Missing from the Gardner Museum are Vermeer’s "The Concert" (1658–1660), Rembrandt’s only seascape, "Storm on the Sea of Galilee (1633), and Edouard Manet’s "Chez Tortoni" (1878–1880.
(Isabella Stewart Gardner Museum)

A federal prosecutor said in court Monday that a 79-year-old Connecticut crime figure offered to sell two artworks stolen 25 years ago from Boston's Isabella Stewart Gardner Museum. Robert Gentile allegedly offered the pair for $500,000 shortly after his release from prison last year.

The elderly crimina, allegedly told an undercover officer that he didn't think he would get the $5 million reward for the artwork since "the feds are coming after him anyway."
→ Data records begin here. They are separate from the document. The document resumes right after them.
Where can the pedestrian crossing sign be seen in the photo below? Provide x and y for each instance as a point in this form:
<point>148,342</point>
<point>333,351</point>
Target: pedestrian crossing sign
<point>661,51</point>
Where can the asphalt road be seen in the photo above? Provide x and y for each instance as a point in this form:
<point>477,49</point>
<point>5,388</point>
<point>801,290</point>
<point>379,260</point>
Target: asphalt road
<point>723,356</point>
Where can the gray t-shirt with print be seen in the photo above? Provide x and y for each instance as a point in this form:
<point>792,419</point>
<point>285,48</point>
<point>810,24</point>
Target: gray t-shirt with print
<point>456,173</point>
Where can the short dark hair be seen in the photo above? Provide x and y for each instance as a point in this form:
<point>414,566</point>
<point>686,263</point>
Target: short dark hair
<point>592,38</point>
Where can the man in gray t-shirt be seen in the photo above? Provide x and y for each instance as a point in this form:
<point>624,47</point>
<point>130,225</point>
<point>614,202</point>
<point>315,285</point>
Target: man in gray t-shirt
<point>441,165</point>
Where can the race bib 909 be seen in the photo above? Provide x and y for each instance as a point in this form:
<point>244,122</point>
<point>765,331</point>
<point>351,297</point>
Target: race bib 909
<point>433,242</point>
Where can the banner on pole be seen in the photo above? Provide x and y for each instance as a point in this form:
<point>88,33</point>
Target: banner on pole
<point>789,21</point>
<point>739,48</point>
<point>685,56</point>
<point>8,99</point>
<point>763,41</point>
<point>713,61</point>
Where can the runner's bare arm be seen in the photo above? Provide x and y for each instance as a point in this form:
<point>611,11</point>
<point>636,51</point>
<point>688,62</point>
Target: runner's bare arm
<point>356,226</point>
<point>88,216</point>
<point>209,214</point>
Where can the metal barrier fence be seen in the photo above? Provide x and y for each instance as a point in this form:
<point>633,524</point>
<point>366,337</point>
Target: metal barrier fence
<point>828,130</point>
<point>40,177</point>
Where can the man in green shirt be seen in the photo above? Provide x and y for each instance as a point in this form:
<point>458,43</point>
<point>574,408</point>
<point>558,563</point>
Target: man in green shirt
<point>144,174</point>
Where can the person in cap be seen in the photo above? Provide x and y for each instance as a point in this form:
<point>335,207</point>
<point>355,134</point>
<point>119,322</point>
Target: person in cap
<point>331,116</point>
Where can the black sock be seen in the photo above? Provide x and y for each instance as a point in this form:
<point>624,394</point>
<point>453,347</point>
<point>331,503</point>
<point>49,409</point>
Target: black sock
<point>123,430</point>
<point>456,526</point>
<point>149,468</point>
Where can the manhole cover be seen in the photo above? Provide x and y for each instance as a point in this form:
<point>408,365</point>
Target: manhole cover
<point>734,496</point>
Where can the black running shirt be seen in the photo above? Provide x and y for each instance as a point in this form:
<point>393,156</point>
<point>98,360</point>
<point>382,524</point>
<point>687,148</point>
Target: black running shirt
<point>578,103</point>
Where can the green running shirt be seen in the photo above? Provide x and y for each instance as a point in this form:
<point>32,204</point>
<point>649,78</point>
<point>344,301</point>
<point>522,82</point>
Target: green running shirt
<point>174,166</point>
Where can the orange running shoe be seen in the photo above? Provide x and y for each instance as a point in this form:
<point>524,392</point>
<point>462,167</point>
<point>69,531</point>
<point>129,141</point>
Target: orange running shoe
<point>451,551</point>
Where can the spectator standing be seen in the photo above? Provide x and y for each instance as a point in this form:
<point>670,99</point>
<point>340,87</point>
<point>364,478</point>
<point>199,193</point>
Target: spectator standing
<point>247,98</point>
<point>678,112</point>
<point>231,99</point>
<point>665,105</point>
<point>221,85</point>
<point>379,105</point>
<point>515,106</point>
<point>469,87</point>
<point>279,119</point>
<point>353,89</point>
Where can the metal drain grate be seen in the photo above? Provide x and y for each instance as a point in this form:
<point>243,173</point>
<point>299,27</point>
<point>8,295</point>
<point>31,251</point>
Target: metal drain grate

The Manchester, Conn., home of Gentile was searched in 2012 for the $500-million-dollars in missing art. Gentile is the only "person of interest" still alive; four others believed to be involved with the 1990 heist are dead.

Gentile, a member of the Philadelphia branch of La Cosa Nostra, was ordered back to prison by the federal judge on Monday, based on previous charges for selling a loaded gun and prescription drugs. His lawyer thinks the feds brought on the new case in an attempt to get information on the Gardner paintings.